The United Kingdom has an obesity crisis. It poses serious challenges to our health, adds preventable pressure on the NHS, and restricts our economic productivity. I am reassured that none of us in the Chamber today underestimates the scale or importance of the task ahead, and we all recognise the need for action. I am proud that this Labour Government have already acted on manifesto commitments in several key areas, as I will outline, but I am also aware that much more needs to be done.

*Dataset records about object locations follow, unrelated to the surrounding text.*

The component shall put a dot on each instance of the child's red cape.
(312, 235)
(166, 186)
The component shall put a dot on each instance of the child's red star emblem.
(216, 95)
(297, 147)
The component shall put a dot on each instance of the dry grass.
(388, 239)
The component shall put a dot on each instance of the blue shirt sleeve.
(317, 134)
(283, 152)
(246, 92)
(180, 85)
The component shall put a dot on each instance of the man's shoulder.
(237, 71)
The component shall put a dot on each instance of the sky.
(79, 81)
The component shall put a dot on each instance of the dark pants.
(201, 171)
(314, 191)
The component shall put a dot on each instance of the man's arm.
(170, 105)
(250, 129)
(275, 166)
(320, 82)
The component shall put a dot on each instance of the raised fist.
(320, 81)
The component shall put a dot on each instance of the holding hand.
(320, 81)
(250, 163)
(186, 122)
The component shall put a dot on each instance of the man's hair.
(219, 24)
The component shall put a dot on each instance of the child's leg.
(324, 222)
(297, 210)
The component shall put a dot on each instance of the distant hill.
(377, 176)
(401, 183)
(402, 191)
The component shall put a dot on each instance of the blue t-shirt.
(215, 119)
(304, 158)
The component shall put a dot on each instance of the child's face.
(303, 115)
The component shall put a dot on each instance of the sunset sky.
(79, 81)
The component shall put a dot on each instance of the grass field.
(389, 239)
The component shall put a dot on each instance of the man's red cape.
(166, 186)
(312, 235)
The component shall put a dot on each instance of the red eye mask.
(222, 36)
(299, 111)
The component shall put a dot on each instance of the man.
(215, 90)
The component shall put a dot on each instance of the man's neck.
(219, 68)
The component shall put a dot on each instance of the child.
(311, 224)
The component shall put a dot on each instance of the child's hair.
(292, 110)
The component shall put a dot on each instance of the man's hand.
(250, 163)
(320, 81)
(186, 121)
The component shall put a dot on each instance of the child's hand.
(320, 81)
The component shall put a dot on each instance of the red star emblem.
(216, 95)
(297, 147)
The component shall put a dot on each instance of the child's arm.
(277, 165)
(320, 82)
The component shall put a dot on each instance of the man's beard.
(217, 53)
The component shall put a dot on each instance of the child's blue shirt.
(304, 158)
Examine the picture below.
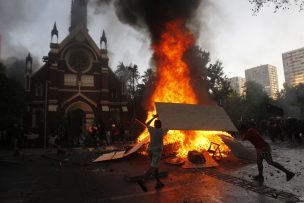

Over two thirds of adults are living with excess weight, and around 36% of children are living with obesity or are overweight by the time they leave primary school. That is appalling, but while it is shocking by itself, that average hides the deep inequalities we see in obesity. Children living in poorer areas are more than twice as likely to be living with obesity than those living in the least deprived areas. That has a huge impact on our lives, increasing the risk of many serious diseases—as we have heard—as well as exacerbating mental health issues and reducing the years that we and our loved ones can expect to live in good health. Almost 22% of all working-age people are economically inactive, and much of that is due to long-term health conditions caused or exacerbated by obesity. The cost of obesity-related conditions to the NHS now stands at £11.4 billion a year, and the cost to wider society is a staggering £74 billion every year.
I am so proud that we are committed to raising the healthiest generation of children ever. That means going further on prevention and tackling the drivers of obesity. Over recent decades in the UK, food and drink that is calorie dense, nutrient poor and less healthy has become cheaper. It is vital that we ensure our policies continue to drive companies to make food and drink healthier. That is why this Government took action to uprate the soft drinks industry levy in the October Budget. That levy has already taken thousands of tonnes of sugar out of the drinks we consume every day, and I give credit to George Osborne, the Conservative Chancellor in the coalition Government, who introduced that measure. Uprating the levy is a key part of keeping it effective and continuing to drive reformulation towards healthier products.
However, this is not just about what is in our food and drinks; less healthy foods are more heavily promoted, marketed and advertised than ever before. One third of the food industry’s advertising budget is spent on marketing confectionery, snacks, desserts and soft drinks, while only around 1% of that budget is spent on marketing fruit and vegetables. It is therefore not a surprise that our children want to eat those products. One study estimated that 6.4% of UK childhood obesity is attributable to junk food TV advertising. That is why this Government have already met our manifesto commitment to lay the secondary legislation required to ensure the ban on junk food ads targeting our kids comes in from October this year. This includes a 9 pm TV watershed for the advertising of less healthy food and drink products, and a restriction on paid-for online advertising of all these products.
The Minister is giving a very comprehensive response, and it is much appreciated. One of the things I asked for in my speech—I know he will do this, but I think we could probably do it better—is to look at initiatives in each of the regions of Scotland, Northern Ireland or Wales that could complement the policy driven from here. Is it the Minister’s intention to do that with the regional Administrations?
The advertising regulations of course cover the whole of the United Kingdom, but this Labour Government have a good working relationship with the devolved Governments in Northern Ireland, Scotland and Wales. We have the intergovernmental ministerial meetings, and we have been liaising closely on a whole range of public health measures, including the Tobacco and Vapes Bill, directly with ministerial counterparts in the devolved Governments. I want that relationship to deepen and mature because that is good governance across the whole United Kingdom.
We know that our chances of accessing healthy food depends on where people live. Children living in less affluent areas see five times more fast-food outlets on their high streets. That is why it is so important that strengthened the new national planning policy framework. Local authorities now have clearer powers to block fast-food outlets near schools, and also where children and young people congregate, to stop the relentless targeting of children and young people by the fast-food industry. Making the healthier choice the easier choice is a major part of achieving our shift to prevention. We will continue to look at ways to support people to make and sustain changes in their diet in line with the Government’s “Eatwell Guide”.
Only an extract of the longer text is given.